On 14 and 15 August 2017 sessions were held in the RSNO Centre, Glasgow, at which Martin Yates – that great champion of British music – conducted première recordings of John Ireland’s complete score for the Ealing Studios film The Overlanders, together with his incidental music for a radio production of Julius Caesar, and Martin’s own arrangement for full orchestra of A Downland Suite. The latter was originally written for the 1932 National Brass Band Championships of Great Britain, and in 1941 Ireland arranged the Minuet and Elegy for string orchestra, his pupil Geoffrey Bush later working on the Prelude and final Rondo in similar style. In arranging the suite for full orchestra, Martin Yates returned to the original brass version and has produced a most enjoyable score that will delight all lovers of John Ireland’s music.

The recording sessions had begun with his impressive music for the Ealing Studios production of The Overlanders, a 1946 film telling the story of real-life events that had taken place four years earlier, when there were fears that the Japanese might invade Australia. This resulted in large numbers of cattle being driven across the Northern Territory from Wyndham in the west to Queensland in the east, a distance of roughly 1600 miles. The film was shot entirely on location there, and although the composer never went to that part of the world it is remarkable how he managed so effectively to evoke its wide, open spaces and to capture the spirit of its people. In 1971, Boosey & Hawkes published a five-movement suite arranged by Charles Mackerras and Two Symphonic Studies by Geoffrey Bush, based on sections from the score but with the original orchestration sometimes altered. For example, the original bass clarinet, tenor tuba and piano parts were either omitted or assigned to other instruments. This recording reinstates the original scoring, and we now have the opportunity of hearing the music complete, including a few episodes omitted from the final soundtrack.

In 1948, the composer had been asked to make a suite from the music but declined to do so, though he later joked about producing a Sinfonia Overlandia to match Vaughan Williams’s Sinfonia Antartica.
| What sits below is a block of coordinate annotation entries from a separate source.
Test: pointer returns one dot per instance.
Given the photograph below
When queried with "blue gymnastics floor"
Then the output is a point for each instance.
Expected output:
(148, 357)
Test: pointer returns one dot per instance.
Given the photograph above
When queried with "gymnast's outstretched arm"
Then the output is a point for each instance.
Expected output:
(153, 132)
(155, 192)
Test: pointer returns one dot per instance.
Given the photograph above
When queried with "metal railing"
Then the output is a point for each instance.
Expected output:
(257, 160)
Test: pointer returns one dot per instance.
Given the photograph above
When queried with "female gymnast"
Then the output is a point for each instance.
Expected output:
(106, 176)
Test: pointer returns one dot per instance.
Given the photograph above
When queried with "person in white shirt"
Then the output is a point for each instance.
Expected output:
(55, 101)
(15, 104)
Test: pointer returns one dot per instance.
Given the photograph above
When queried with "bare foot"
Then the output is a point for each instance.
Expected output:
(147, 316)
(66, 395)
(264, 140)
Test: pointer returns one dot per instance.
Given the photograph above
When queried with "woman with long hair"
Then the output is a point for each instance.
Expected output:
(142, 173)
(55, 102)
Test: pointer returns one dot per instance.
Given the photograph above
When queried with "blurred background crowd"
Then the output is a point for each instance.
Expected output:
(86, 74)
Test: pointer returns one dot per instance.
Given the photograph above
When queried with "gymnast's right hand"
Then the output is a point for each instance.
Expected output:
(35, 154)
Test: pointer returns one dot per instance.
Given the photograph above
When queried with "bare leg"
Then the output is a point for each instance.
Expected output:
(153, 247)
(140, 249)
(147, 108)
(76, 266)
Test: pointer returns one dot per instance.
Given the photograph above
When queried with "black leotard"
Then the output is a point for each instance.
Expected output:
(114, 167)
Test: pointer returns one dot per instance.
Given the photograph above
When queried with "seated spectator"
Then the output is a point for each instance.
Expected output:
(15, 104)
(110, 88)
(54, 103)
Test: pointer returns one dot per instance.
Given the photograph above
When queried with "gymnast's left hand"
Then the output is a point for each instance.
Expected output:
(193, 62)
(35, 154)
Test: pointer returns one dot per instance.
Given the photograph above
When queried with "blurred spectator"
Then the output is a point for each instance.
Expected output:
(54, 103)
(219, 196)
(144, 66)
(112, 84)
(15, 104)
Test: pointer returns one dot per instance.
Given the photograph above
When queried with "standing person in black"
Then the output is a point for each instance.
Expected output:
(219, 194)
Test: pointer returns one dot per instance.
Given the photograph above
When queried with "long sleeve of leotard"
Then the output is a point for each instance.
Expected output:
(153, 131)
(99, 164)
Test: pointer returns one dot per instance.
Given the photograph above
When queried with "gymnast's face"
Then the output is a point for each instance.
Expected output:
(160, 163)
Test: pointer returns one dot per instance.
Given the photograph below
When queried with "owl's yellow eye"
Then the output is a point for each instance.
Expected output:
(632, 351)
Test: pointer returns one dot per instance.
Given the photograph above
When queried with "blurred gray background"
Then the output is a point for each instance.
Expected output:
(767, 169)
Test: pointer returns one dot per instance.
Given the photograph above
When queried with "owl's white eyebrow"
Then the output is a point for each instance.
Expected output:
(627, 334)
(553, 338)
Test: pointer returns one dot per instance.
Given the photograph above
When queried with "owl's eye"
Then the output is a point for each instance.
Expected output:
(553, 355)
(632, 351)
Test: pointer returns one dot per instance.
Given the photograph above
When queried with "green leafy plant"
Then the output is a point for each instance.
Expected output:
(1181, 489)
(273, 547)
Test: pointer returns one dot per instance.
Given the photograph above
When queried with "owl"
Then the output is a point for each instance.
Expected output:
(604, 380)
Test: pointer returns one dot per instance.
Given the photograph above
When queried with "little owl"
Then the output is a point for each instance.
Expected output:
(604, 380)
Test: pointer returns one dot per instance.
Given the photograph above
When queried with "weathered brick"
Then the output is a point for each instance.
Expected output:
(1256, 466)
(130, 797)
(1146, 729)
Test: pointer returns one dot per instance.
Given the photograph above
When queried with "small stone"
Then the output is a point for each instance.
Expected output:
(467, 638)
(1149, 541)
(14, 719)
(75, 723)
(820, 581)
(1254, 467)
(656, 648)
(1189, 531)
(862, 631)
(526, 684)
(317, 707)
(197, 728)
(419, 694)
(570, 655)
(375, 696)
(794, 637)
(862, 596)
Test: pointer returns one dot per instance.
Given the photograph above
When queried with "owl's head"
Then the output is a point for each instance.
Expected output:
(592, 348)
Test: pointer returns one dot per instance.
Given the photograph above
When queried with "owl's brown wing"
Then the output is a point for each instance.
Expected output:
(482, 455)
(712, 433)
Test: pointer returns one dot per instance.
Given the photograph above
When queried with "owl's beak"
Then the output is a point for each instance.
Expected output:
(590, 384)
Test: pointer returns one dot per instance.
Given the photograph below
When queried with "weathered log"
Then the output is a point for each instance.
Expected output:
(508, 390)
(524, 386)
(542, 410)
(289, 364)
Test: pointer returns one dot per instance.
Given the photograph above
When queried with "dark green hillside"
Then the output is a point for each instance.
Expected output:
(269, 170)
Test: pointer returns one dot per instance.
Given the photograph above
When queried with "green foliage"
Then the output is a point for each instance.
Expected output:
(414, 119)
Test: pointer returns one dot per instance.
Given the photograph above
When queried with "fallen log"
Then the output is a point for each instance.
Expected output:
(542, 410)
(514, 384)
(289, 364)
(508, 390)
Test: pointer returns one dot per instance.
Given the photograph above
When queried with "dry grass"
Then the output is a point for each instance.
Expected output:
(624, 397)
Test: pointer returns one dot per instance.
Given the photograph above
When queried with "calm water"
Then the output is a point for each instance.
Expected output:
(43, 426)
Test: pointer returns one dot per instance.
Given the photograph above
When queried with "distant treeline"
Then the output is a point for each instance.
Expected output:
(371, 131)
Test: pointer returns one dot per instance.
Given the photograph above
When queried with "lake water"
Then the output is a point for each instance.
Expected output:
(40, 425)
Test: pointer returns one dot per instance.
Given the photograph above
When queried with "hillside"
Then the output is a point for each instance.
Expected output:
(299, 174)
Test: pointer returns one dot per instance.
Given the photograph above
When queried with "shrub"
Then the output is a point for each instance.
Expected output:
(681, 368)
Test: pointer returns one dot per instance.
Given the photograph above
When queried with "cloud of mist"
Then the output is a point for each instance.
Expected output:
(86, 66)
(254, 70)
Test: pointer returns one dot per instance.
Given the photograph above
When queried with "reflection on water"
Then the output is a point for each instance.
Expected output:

It is a great pity that he never set about producing such a symphony, as parts of the score, especially in the sections entitled Night Stampede, Mountain Crossing and Water Stampede, contain some wonderfully dramatic music, which were superbly played by the RSNO. This contrasts with Ireland at his most romantic, as in the ravishing Love Theme and in a beautiful section for strings marked “Broad and noble,” with its nod to Tudor music, which links two versions of the recurring passage referred to in the manuscript as the Cheer-up Tune – one of Ireland’s catchiest numbers.

The final score recorded was the incidental music for Shakespeare’s Julius Caesar, written for a 1942 radio production and played here, for the first time, complete. It was left to the end of the sessions because it is scored not for full orchestra but for the unusual combination of woodwind, brass, percussion, piano and two double basses. In the manuscript Ireland adds a footnote that the three horns “must do their maximum, & do the duty of 6 players,” and so for the purposes of this recording six horns were used, together with four double basses instead of the two marked in the score. As may be expected, the score includes a number of fanfares and military marches as well as music illustrating several other scenes in the play, such as Ghost Music and Crowd Music. One of the most exciting sections is the Lupercalia Music, used for the scene in which Caesar holds a victory parade during this annual Roman festival and a soothsayer utters the famous warning “Beware the Ides of March.”

There was one section in which Ireland only sketched some music but never finished it, namely the Battle Music, which accompanies the final armed confrontation in October 42 BC between the two principal conspirators (Brutus and Cassius) and Mark Antony. By fleshing out the bare bones of these sketches, it was possible to reconstruct what the composer may have intended if he had had more time in which to complete the scene. As with the other two scores recorded at these sessions, the RSNO players and Martin Yates were on top form and entered wholeheartedly into John Ireland’s memorable music.